Pietje und seine tierliebe Familie
Möglich gemacht hat diesen Tag Nadine Nielsen – die gemeinsam mit ihrem Mann Knut nicht nur ein großes Herz für Kooikerhondjes hat, sondern beruflich auch für ganz andere Tiere sorgt. Die beiden arbeiten mit Leidenschaft als Tierpfleger im Krefelder Zoo. Und irgendwo zwischen Futterküche, Stallungen und Tiergehegen wird ganz nebenbei auch das Futter für Rose’s Dutch Dicer v. d. Toetesteijn, genannt Pietje, verdient, der Nadine und Knut seine Familie nennt.

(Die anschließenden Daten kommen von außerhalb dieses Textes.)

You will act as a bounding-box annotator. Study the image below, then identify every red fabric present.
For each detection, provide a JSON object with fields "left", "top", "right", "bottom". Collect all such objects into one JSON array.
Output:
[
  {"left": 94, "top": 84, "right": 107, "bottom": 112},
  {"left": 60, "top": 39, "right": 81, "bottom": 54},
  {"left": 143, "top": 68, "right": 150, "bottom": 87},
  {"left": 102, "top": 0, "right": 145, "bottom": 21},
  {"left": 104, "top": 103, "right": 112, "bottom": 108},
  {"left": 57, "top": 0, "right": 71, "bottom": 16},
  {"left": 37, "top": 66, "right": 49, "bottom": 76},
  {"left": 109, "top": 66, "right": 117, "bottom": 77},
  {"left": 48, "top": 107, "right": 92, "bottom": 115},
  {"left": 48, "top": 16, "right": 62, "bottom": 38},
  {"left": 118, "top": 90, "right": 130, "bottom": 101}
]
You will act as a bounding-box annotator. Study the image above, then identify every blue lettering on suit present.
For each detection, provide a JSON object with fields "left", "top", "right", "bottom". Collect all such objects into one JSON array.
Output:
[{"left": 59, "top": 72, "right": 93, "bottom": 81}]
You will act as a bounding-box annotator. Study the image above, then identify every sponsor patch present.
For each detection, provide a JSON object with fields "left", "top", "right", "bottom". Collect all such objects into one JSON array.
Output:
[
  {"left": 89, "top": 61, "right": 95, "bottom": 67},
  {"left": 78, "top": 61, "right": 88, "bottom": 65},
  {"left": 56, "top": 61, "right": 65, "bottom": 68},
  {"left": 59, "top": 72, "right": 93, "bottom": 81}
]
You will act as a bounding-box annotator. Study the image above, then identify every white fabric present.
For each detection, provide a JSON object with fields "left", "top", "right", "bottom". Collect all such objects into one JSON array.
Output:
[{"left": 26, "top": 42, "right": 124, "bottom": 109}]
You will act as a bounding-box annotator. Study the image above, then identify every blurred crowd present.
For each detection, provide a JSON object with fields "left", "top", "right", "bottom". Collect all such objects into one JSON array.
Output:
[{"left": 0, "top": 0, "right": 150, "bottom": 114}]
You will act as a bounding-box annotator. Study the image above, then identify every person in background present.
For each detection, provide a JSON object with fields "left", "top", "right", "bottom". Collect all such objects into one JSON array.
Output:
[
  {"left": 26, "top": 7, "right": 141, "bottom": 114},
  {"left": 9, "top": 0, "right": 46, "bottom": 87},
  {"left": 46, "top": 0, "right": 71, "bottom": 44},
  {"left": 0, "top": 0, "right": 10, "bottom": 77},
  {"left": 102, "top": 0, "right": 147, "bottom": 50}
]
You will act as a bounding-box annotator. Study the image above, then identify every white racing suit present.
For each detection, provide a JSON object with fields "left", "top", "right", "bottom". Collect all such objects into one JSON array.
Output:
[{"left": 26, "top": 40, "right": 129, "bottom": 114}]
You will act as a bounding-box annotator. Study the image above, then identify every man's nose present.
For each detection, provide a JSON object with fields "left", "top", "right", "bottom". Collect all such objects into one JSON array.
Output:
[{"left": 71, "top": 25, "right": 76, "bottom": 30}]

Ein Blick hinter die Zoo-Kulissen
Zum zweiten Mal gab Nadine 20 DCKlern die Gelegenheit, den Zoo nicht nur als Besucher zu erleben, sondern mit fachkundigem Blick hinter manche Kulisse zu schauen. Ihr Wissen, ihre Begeisterung und ihre Nähe zu den Tieren machten aus dem Spaziergang schnell mehr als einen normalen Zoobesuch.
Ganz nah bei den großen Tieren
Ein echtes Highlight erwartete die Gruppe dank Knut bei den Nashörnern und Elefanten. Diese beeindruckenden Tiere einmal so nah zu erleben, war für viele ein unvergesslicher Moment. Besonders spannend war zu hören, dass auch die ganz Großen ihre vertrauten Menschen erkennen und sich von ihnen sogar gern berühren lassen. Plötzlich wirkten Nashornhaut und Elefantenrüssel nicht mehr nur imposant, sondern auch erstaunlich vertraut.
Moderne Tierhaltung verständlich erklärt
Auch das neue Menschenaffengelände sorgte für großes Interesse. Nadine erklärte, wie viele verhaltensbiologische Erkenntnisse heute in die moderne Tierhaltung einfließen. Dabei wurde deutlich, wie sorgfältig Gehege geplant werden, damit ihre Bewohner möglichst abwechslungsreich, artgerecht und ihren natürlichen Bedürfnissen entsprechend leben können.
Kooikerhondjes mit ganz eigenem Blick
Und unsere Kooikerhondjes? Die nahmen all die Eindrücke ganz unterschiedlich auf – so verschieden, wie Kooiker eben sind. Die einen beobachteten aufmerksam, andere blieben gelassen, wieder andere fanden die eigenen Artgenossen deutlich spannender als Nashorn, Elefant und Co. Zwischen gespitzten Ohren, wedelnden Ruten und neugierigen Blicken entstand so ein buntes Bild aus Temperament, Ruhe und kooikertypischer Aufmerksamkeit.
Ein gemütlicher Ausklang mit großem Dankeschön
Nach dem Rundgang klang der Tag auf der Terrasse des Zoocafés gemütlich aus. Bei guter Bewirtung blieb Zeit, das Erlebte noch einmal Revue passieren zu lassen, sich auszutauschen und einfach die gemeinsame Zeit zu genießen.
Es war ein wunderbarer Tag – informativ, herzlich, beeindruckend und tierisch schön.
Ein großes Dankeschön an Nadine und Knut für diesen besonderen Einblick in „ihren“ Zoo und an Nadine für die erneute Organisation dieses unvergesslichen Treffens!